Ese cruce es el que Páez rescata como fundamental en su vida. En el primer tramo de la entrevista aparece un desdoblamiento que apuntala esa idea. De un lado, está el Fito que no conocía casi nada de Cuba, salvo lo que provenía de ocasionales lecturas de juventud; en el reverso, el que absorbe a Cuba desde su llegada y la recuerda como un constante “bienvenido a la vida” que le prodigaban los cubanos. De un lado, el Páez “roto” por dentro y por fuera, por la tragedia familiar y el manoseo periodístico (que expone de manera cruda en su libro de memorias); del otro, el que consigna que “aquí en Cuba me salvaron la vida”. Es esta admisión la que construye un vínculo que Páez fomentó a lo largo de los años y que es lo que sostiene la particularidad del documental. No se trata, como parece sugerir el título, de una visión de la capital cubana a partir de Páez -algo que, en todo caso, queda reservado para el tramo final, cuando la imagen se vuelve una subjetiva de su mirada sobre la ciudad-. Más correcto sería pensarlo como el vínculo que traza con la isla a partir de ese momento de salvación personal.
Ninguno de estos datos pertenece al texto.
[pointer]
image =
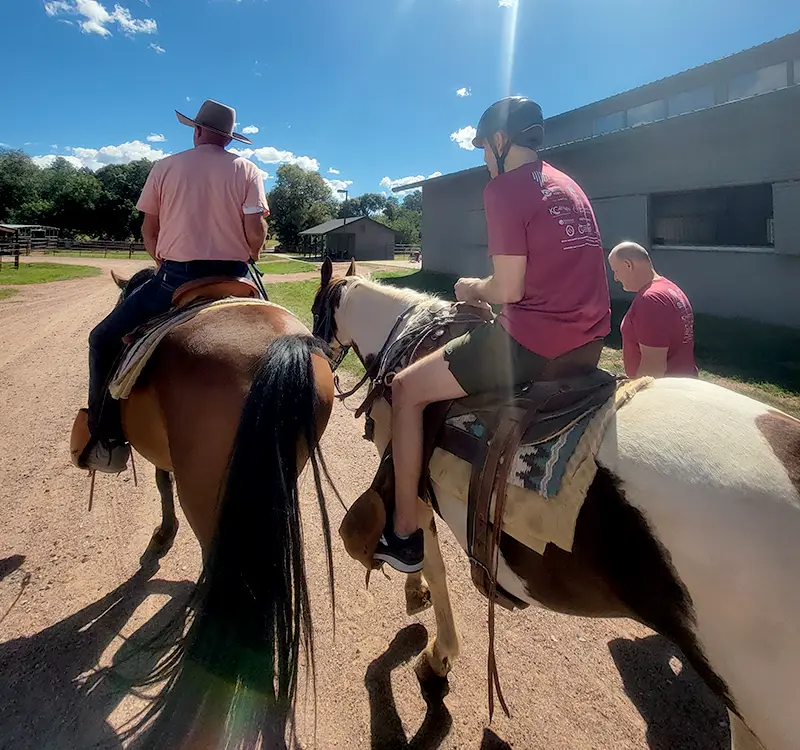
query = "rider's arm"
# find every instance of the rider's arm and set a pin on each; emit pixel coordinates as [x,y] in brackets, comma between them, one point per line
[654,361]
[507,283]
[255,229]
[150,229]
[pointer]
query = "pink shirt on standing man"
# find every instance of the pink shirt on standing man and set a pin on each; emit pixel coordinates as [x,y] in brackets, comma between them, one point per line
[542,213]
[200,196]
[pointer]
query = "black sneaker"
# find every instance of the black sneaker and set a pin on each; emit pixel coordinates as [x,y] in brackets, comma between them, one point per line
[405,555]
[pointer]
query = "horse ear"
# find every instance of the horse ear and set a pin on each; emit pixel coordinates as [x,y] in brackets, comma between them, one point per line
[119,281]
[326,272]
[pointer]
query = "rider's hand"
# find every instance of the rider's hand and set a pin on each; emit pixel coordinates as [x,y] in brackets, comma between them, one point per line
[465,290]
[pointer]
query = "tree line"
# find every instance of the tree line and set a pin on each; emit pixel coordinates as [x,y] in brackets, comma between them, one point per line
[102,204]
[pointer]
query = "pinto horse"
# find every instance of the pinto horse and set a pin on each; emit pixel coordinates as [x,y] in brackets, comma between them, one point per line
[691,525]
[233,404]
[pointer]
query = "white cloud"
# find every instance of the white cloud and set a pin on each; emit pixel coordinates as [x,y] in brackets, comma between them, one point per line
[272,155]
[464,137]
[97,19]
[95,158]
[336,185]
[390,184]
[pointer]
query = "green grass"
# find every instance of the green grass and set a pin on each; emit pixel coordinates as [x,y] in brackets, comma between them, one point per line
[139,255]
[758,360]
[39,273]
[280,266]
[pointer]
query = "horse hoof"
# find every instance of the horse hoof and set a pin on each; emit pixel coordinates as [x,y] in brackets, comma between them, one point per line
[160,544]
[432,680]
[418,600]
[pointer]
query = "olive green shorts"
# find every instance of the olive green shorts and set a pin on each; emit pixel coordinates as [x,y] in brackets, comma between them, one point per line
[487,359]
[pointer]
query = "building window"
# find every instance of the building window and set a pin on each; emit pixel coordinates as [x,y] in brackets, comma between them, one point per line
[720,217]
[758,82]
[691,101]
[644,113]
[609,123]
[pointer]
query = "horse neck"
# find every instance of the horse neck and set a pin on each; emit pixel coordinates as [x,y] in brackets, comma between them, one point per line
[368,314]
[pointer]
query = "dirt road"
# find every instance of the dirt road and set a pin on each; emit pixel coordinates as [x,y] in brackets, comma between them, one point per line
[70,594]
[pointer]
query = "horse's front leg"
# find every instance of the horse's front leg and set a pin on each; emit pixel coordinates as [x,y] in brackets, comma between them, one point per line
[164,536]
[418,595]
[444,648]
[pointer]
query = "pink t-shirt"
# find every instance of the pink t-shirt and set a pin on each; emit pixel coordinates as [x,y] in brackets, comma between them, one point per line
[660,316]
[537,211]
[200,196]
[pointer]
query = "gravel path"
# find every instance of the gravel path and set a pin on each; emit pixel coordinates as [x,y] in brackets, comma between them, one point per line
[69,595]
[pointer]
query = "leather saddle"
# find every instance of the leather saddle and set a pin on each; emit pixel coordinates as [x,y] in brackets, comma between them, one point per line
[570,386]
[214,287]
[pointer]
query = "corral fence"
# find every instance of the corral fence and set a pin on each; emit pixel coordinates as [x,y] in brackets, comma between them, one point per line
[53,245]
[414,252]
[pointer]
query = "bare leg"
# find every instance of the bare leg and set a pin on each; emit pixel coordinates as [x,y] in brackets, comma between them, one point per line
[441,654]
[164,535]
[425,382]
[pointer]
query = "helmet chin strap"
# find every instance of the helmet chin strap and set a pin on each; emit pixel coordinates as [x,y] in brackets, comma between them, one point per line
[500,158]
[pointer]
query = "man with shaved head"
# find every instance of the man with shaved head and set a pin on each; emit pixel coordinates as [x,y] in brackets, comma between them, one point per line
[658,329]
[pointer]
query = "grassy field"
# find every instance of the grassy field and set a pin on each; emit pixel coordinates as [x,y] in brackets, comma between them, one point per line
[280,266]
[39,273]
[759,360]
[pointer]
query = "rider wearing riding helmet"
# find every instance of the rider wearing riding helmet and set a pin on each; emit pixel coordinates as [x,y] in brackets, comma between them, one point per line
[549,276]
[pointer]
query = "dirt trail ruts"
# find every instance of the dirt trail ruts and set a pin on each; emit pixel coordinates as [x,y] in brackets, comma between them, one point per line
[70,580]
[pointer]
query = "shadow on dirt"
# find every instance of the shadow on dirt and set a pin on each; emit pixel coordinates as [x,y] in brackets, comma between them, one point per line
[680,710]
[50,696]
[387,729]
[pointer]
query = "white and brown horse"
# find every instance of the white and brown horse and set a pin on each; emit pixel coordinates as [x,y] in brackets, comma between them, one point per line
[691,526]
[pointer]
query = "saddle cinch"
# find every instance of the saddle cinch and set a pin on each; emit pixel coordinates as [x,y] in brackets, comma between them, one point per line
[571,388]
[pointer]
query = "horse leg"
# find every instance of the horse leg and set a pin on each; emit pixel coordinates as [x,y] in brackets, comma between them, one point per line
[441,653]
[741,737]
[164,536]
[418,595]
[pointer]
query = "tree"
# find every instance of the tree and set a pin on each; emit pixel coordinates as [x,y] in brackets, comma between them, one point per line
[413,201]
[299,200]
[18,183]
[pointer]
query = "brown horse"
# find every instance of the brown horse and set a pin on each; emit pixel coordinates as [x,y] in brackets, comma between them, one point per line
[233,403]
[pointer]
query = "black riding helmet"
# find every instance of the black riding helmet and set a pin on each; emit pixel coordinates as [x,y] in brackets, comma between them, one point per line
[519,118]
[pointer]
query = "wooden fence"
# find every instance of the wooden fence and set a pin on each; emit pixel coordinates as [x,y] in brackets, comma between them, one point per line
[52,246]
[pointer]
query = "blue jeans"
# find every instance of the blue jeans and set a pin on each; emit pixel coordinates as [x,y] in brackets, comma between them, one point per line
[152,298]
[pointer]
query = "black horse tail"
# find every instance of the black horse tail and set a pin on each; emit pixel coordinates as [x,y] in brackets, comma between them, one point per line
[235,673]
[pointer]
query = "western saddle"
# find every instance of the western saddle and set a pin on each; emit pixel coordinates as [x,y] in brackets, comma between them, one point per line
[214,287]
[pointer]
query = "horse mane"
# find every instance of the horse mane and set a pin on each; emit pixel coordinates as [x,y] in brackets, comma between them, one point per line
[428,305]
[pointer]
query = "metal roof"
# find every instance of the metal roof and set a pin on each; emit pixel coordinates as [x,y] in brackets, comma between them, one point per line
[15,227]
[329,226]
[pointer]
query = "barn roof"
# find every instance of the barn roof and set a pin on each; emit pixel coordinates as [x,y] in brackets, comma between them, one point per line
[329,226]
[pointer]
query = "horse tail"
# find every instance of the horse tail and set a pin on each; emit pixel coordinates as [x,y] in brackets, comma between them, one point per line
[235,673]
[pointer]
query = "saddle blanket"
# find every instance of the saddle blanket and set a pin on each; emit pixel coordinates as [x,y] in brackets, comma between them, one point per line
[145,339]
[548,480]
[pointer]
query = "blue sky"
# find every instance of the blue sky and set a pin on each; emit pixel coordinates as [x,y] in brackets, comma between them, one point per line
[364,87]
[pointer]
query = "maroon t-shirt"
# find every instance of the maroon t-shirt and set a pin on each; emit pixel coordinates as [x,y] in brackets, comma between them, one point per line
[537,211]
[660,316]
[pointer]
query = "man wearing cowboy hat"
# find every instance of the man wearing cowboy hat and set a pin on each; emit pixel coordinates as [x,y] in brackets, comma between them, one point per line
[205,212]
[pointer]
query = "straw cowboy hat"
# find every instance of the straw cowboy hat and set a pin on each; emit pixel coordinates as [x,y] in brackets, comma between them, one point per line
[216,117]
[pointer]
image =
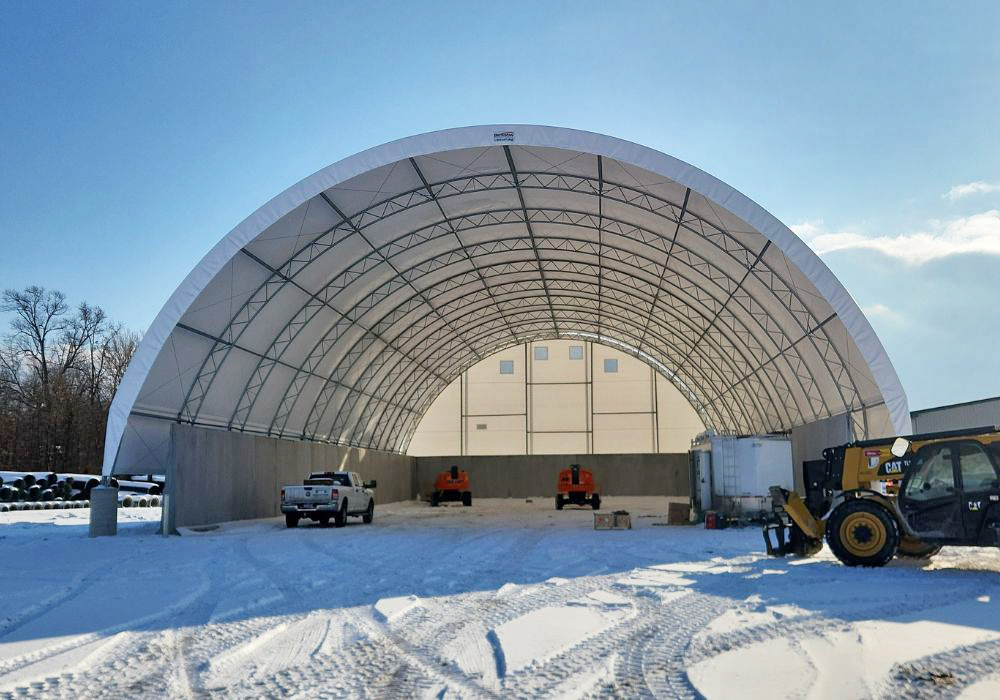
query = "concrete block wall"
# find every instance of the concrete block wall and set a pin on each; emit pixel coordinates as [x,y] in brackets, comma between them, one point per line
[521,476]
[217,475]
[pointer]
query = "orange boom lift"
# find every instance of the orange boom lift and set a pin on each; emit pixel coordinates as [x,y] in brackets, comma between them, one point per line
[576,485]
[452,485]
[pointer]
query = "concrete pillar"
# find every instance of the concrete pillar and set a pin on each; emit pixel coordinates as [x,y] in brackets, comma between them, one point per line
[103,511]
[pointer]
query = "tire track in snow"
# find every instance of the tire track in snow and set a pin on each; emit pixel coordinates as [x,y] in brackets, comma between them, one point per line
[944,674]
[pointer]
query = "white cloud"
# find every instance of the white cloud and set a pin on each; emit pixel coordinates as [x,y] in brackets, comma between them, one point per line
[976,234]
[971,188]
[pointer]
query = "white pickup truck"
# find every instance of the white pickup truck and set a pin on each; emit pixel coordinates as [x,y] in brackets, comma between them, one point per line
[326,495]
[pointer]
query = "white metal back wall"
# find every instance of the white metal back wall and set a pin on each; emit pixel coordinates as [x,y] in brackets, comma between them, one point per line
[342,308]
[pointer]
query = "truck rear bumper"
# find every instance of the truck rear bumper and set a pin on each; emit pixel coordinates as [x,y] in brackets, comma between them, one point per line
[308,508]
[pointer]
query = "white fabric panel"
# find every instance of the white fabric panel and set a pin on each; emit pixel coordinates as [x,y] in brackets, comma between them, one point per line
[145,446]
[222,297]
[220,401]
[291,233]
[328,266]
[268,399]
[462,162]
[172,372]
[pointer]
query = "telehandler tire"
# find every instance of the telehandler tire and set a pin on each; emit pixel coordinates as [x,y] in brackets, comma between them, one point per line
[862,532]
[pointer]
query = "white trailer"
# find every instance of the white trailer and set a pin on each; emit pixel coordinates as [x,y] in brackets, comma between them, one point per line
[733,475]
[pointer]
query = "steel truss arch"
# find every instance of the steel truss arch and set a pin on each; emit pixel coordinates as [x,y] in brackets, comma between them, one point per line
[343,307]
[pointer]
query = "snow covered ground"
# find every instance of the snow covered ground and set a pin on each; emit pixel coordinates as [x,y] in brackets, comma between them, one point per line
[504,599]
Si hay algo que recupera el documental de Juan Pin Villar es la vitalidad de la que se nutren ambas partes y que, para los argentinos, permanecía como un elemento algo difuso. Ese recital inicial en el Festival de Varadero es planteado, tanto por Páez como por el resto de los entrevistados, como un punto de quiebre: un shock cuya medida e influencia solo podría advertirse con el paso del tiempo, pero que podía ir vislumbrándose en los cambios que promovió en la nueva generación de músicos cubanos. Hay algo que las distintas voces recalcan de ese primer encuentro. Se trata de una irrupción inesperada de una figura que habla el mismo idioma pero enmarcado en una sonoridad que provenía de otro lugar (de allí tanto el desajuste que percibe Milanés en un principio como la noción de hito para los jóvenes que ven en Páez una ruptura de “la teatralidad de la Nueva Trova”, como señala Wendy Guerra). Páez se constituye, antes que en una avanzada rockera sobre la isla, en aquel que abre una puerta hacia lo desconocido: el recital y su transmisión televisiva ponen en el centro, como lo sugiere Roberto Robaina, la relación conflictiva entre las instancias gubernamentales y la juventud del momento a partir de lo artístico.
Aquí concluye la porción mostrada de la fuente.